Pelton found many longtime scenesters to contribute their flyer collections to the exhibit, including Jay Nations, Rus Harper and Joey McPeak. Newer contributors include Bryan Baker, whose employer, Yee-Haw Industries, is a standard bearer for indie-rock flyers distributed nationally.

Joey McPeak, a former denizen of the infamous Hippie House, explains how his posters got into Pelton’s hands.

“My collection spanned all the way from the ’80s and the first one is a Real Hostages [early Todd Steed project] poster,” McPeak says. “I moved to San Francisco in 1989 and I took them with me. Then I moved back home to Memphis and had them here.

“So 10 years later, Chad Pelton calls me out of the blue, and I thought it would be best to give them away rather than just let them rot and deteriorate here.

“As far as I’m concerned, the ones from the ’80s were so much more unique.

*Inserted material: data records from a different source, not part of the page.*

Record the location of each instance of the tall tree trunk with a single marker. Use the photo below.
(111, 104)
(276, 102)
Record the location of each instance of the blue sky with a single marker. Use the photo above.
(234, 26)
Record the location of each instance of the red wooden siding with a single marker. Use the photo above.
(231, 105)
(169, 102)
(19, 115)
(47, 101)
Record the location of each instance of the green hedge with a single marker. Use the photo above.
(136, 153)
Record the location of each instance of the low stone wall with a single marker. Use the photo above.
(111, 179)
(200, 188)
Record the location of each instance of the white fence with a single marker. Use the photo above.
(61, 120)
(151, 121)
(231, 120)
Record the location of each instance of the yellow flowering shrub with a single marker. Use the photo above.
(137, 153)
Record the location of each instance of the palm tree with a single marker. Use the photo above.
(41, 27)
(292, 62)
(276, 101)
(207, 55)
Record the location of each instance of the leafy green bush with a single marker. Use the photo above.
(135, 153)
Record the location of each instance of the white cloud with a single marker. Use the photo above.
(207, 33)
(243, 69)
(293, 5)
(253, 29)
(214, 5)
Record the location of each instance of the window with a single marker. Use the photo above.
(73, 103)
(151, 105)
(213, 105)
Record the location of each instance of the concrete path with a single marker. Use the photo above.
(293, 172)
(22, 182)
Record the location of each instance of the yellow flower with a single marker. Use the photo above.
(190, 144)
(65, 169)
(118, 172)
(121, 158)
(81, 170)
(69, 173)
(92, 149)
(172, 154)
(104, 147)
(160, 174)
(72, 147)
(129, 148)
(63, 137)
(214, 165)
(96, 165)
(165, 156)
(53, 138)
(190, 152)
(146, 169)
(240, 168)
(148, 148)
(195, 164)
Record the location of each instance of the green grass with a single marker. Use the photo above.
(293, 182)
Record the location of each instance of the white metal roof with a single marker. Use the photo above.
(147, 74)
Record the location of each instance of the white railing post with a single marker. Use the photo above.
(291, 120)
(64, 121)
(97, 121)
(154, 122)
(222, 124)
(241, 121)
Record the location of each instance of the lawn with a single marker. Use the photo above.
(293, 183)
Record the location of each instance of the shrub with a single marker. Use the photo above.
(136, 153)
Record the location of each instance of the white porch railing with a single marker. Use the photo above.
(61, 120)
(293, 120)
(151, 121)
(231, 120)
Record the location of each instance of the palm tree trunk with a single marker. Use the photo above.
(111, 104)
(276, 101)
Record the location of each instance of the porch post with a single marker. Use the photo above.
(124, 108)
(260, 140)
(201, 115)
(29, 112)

They were from the soul. The flyers of that era were labors of love; the handmade ones were just so much more visually arresting. Flyers made with computers, well, that’s just too easy.

“Some of [the older ones] were really poor quality, lowbrow art. But it seemed that later on some of them took on a highbrow quality. I remember Jon Wallace did some really sophisticated looking stuff later on with the STDs.

“The flyers were really good, and it seemed like everybody was competing to top one another,” McPeak continues. “And that drove the initiative to make better flyers.”